In jdtrat/rlsims: Simulate Reinforcement Learning Agents in R

knitr::opts_chunk$set(
  collapse = TRUE,
  comment = "#>"
)
library(magrittr)

library(rlsims)
library(ggplot2)

Introduction to K-Armed Bandits

Multi-armed Bandits, also called $K$-armed Bandits, describe a type of reinforcement learning problem whereby an agent selects one of K possible arms for any number of trials. After each selection, the agent experiences a reinforcement which influences the agent's action on the next trial. Multi-armed bandits can help formalize a number of real-world problems. Consider a developer who wants to try different application icons and find which one is most appealing to customers and maximizes the number of downloads. They might use a multi-armed bandit to learn which $k$-icon maximizes positive reinforcements (number of downloads).

Similar ideas are explained in greater detail in Alksandrs Slivkins textbook, Introduction to Multi-Armed Bandits. In the introduction, Slivkins describes the key points of bandit algorithms, highlighting the tradeoff between "exploration and exploitation: making optimal near-term decisions based on the available information." Exploration involves selecting new arms; exploitation involves selecting the arm that previously led to the best reinforcement.

This tradeoff is often formalized with a decision-making policy, describes how an agent makes a choice. In this package, we have implemented three widely-used policies: greedy, epsilon-greedy, and softmax.

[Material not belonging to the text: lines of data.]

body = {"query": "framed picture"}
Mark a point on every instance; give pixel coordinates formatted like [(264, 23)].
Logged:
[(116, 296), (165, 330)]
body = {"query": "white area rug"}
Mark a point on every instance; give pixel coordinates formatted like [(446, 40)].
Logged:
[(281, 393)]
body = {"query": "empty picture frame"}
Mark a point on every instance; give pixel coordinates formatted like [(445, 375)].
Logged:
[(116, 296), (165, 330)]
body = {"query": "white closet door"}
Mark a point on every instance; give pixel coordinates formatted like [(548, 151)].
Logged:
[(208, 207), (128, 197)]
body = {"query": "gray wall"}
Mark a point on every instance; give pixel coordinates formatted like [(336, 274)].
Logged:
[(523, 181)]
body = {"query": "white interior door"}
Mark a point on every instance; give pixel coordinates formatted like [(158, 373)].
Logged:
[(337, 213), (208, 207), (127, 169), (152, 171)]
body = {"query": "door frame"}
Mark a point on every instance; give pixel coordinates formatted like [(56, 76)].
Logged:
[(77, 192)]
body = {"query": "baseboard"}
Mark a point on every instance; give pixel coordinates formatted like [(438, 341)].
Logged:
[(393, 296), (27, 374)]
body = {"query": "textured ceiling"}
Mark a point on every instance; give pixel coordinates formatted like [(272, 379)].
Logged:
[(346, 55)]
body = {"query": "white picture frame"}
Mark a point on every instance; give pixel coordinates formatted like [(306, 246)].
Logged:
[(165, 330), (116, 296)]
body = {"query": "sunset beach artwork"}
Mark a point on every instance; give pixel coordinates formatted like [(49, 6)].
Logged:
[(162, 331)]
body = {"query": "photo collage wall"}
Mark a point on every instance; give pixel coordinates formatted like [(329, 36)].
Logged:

An agent with a 'greedy' policy will always select the arm with the highest expected value. If, as in the first trial, all arms have the same expected value because they have not been sampled, the agent will choose randomly.
An agent with an 'epsilon-greedy' policy has a parameter epsilon, which describes the propensity to explore the action (arm) space. The higher the epsilon, the more likely the agent is to select a random action; the lower epsilon, the more likely the agent is to select the exploitative action (one with highest expected value).
An agent with a 'softmax' policy has a parameter tau, which describes the propensity to explore the action space. The higher the tau (temperature), the more random the actions; the lower the tau (temperature), the more exploitative the actions (e.g., lower temperature increases the probability of taking the action with the highest expected value).